Tanpa aku cukup sadari, ternyata katana ku pun ikutan patah akibat serangan tadi, katana yang sudah lama ku gunakan ini, bisa sampai patah seperti ini


“Tidak apa – apa ! ini masih bisa digunakan !”


“GRAAAA !!”


Zoa itu sepertinya semakin kesal ! tapi aku tidak kalah kesal juga di sini !


“(sialan kau ! Sialan kau zoa gadungan ! aku pasti akan membunuhmu !) MATI SAJA KAU !”


“GRAAA !”


Zoa itu pun melompat bersamaan dengan seranganku, katana patahku ini berusaha menebas serangan zoa itu, namun..


TRANGGGG !!


“Ehh ?!”


“GRAAAA !!”


Tiba – tiba zoa itu pun terpental, dan seseorang yang kami tunggu – tunggu pun datang


“Yaampun Ao ! kau mau bertarung dengan katana patah seperti itu ?!”


“Byakko !”


“Byakko !”


“Maaf aku terlambat ya, tadi ada metal zoa juga yang mengganggu ku !”

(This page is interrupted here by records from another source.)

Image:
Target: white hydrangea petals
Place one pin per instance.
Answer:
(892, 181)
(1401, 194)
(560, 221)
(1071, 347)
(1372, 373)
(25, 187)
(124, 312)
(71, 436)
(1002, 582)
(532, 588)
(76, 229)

“Terimakasih sudah mau datang !”


“kau urus saja Narmaira Ao ! biar Aku yang habisi Zoa kurang ajar in-Emm ?”


Saat kami sedikit berpaling, metal zoa itu pun malah melarikan diri, sepertinya metal zoa itu tau kalau Byakko bukan lah tandinganya

__ADS_1


“Tak Akan ku biarkan !”


“Byakko ! biarkan saja ! kita harus lebih khawatir dengan ke adaan zenexter ! dan juga kita harus segera membawa ka Narmaira ke tenda pengobatan !”

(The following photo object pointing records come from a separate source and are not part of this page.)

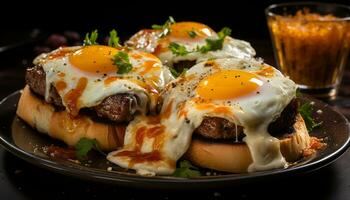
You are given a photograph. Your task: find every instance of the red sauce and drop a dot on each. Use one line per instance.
(110, 80)
(60, 85)
(73, 95)
(148, 66)
(143, 132)
(60, 152)
(59, 54)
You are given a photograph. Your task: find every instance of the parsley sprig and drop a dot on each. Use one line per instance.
(84, 146)
(211, 44)
(165, 27)
(215, 44)
(90, 38)
(177, 49)
(305, 111)
(186, 170)
(121, 60)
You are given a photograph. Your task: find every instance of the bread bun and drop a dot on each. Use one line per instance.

“……Kau benar juga, Cih ! Baiklah ! Ayo segera kembali ke Zenexter !”


Aku pun menggendong ka narmaira dan kami pun berlari kembali menuju zenexter


“apa kau berhasil mengalahkan metal zoa yang mengganggu mu Byakko ?”


“Yaa, Tapi aku menggunakan berkah gravitasi ku untuk membunuhnya ! itu tidak bisa di lakukan kalau ada sekutu kita di sekitar ku !”


“(itu artinya Byakko pun masih kebingungan juga menghadapi Metal Zoa) Ahh, Kita sampai !”


Sesampai di gerbang Zenexter, aku melihat kalau di dalam Zenexter masih terkontrol, banyak tentara zenexter dan Prajurit Pure inferno juga yang menuju Sector 6 !


“(itu artinya, pernyerangan di sector 6 belum selesa !) Byakko, kau duluan saja ke sector 6 ! aku akan membawa Ka Narmaira ke tenda pengobatan dulu !”


“Ok !”


Kami pun berpisah, dan aku segera membawa ka Narmaira ke tenda pengobatan terdekat


“Ughh…punggungku jadi ada bekas luka !”


“Jangan mengeluh karna itu ka narmaira ! tenanglah, Lihat ! kita sampai di tenda pengobatan !”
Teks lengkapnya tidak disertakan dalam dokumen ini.